Multiply tubes and tires by .75 to get the effects at 15 MPH, and wheels/jersey 0.4 for 7.5 - 15W tires, 2-4 for jersey, 2-5 tubes.
A training program can get you 50W or more but the question was about equipment.
Wheel makers measure at 30 MPH where drag requires 3.4 times the power to overcome as it does at 20 MPH. They often compare against the venerable Mavic Open Pro which was slow 20 years ago.
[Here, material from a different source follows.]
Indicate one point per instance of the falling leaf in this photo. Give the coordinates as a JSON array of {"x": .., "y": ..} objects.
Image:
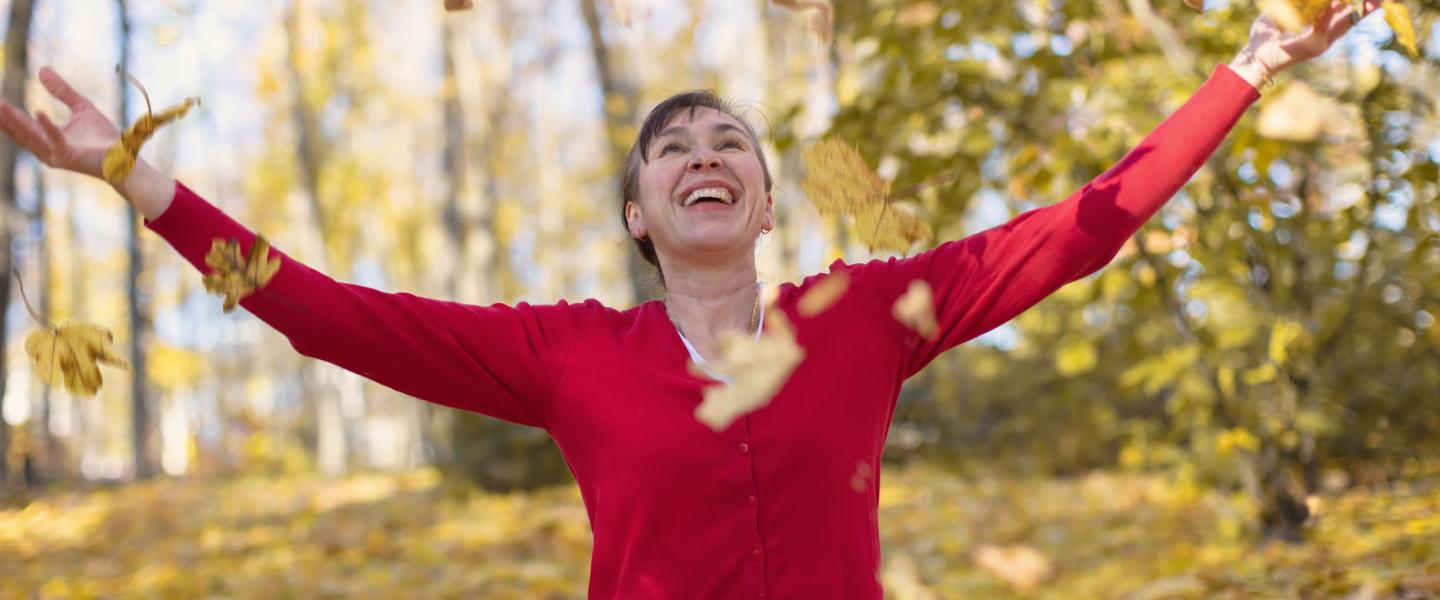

They sometimes use atypical crosswind situations.
At 30 MPH (700 W on a drop bar bike without someone blocking wind) Tour Magazine measured 11 W between best and worst wheels, which is 3.2 W at 20 MPH and 1.4W at 15 MPH.
November Wheels measured good alloy wheels doing 2W better at low angles of attack than the 45 mm Zipp 303 with a 7.5 W maximum spread at higher angles which is only 2.2 W at 20 MPH. The HED Belgium+ was within 4 W at 0 degrees with a worst case 12 W departure becoming 1.2 W and 3.5 W at 20 MPH respectively. $2000 Zipps do less for you than a $25 pair of latex tubes.
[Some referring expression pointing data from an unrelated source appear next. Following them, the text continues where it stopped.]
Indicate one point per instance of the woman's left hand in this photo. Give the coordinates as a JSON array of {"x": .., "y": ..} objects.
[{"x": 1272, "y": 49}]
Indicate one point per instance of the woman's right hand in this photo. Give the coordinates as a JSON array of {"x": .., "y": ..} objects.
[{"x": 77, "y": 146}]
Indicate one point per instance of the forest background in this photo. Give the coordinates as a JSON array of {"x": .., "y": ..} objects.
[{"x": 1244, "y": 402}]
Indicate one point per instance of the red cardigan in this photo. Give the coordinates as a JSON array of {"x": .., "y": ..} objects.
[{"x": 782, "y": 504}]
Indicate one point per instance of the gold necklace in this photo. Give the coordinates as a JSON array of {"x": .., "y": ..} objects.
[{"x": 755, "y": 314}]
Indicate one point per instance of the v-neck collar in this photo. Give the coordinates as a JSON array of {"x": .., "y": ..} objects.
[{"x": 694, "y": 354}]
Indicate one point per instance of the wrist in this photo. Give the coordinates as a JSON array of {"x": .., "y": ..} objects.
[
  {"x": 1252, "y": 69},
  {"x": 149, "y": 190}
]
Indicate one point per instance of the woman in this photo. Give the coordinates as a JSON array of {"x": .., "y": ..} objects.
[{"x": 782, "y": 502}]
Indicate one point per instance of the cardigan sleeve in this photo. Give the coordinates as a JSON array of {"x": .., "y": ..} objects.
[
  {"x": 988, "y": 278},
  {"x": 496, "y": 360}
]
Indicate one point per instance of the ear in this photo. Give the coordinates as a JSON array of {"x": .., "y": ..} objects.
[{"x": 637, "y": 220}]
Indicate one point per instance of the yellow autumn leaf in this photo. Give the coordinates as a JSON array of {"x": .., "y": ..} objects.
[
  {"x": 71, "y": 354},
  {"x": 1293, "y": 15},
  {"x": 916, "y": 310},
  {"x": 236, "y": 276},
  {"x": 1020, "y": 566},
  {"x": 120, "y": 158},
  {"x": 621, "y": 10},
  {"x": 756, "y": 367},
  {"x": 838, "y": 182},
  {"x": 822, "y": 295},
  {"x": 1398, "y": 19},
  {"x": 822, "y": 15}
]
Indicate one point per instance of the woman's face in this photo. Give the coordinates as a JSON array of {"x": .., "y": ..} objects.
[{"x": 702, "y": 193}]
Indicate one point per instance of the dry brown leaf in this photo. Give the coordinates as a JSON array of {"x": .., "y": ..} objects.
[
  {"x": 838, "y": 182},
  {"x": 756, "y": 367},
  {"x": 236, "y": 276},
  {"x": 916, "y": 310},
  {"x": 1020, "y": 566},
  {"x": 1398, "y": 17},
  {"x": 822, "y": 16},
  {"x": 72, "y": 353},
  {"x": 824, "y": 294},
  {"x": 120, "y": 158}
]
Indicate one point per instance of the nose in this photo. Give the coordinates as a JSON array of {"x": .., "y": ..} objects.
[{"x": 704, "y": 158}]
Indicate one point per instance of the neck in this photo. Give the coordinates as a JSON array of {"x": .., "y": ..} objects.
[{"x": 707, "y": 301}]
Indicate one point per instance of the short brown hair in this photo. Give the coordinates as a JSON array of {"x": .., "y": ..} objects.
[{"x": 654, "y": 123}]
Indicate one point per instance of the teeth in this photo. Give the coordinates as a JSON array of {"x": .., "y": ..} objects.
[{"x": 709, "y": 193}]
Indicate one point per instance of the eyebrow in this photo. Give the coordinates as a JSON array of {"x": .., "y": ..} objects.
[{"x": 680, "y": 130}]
November Wind Tunnel Testing the Al33, XR31T(FSW3), and other alloys. Front wheel only, with rear aerodynamic gains minimal because it’s in the turbulent air coming off the pedaling rider’s legs. Note the apparent wind angle distribution - most of the time the wheels would have a 4 W extreme spread (1.2 W at 20 MPH). Airspeed is 30 MPH. Divide by 3.375 for 20 MPH power.
Typical weight changes produce negligible effects. Their speed difference isn’t measurable on flat ground. Improvements uphill are proportional to the total change. 500g lighter wheels save a 70kg rider on a 9kg bicycle just 25 seconds an hour climbing in the mountains - 0.7% faster, which is a 1.75 W savings for a rider producing 250 W.
Rotating weight doesn’t matter at a steady speed, and is still negligible accelerating.
If that 500 g was where the rubber meets the road it would count double accelerating for up to 1.3% of total kinetic energy. However, accelerating that rotating weight from 0–20 MPH takes only 2 (kinetic energy rotating + in a straight line) * 0.5 kg * (8.9 m/s)^2 / 1000 kj / j = 0.079 kj which is what you spend covering 12 feet at 20 MPH requiring 35 kj / mile.
In practice the effects will be lower because most of the weight savings is closer to the axis of rotation from things like swapping a steel freehub for aluminum.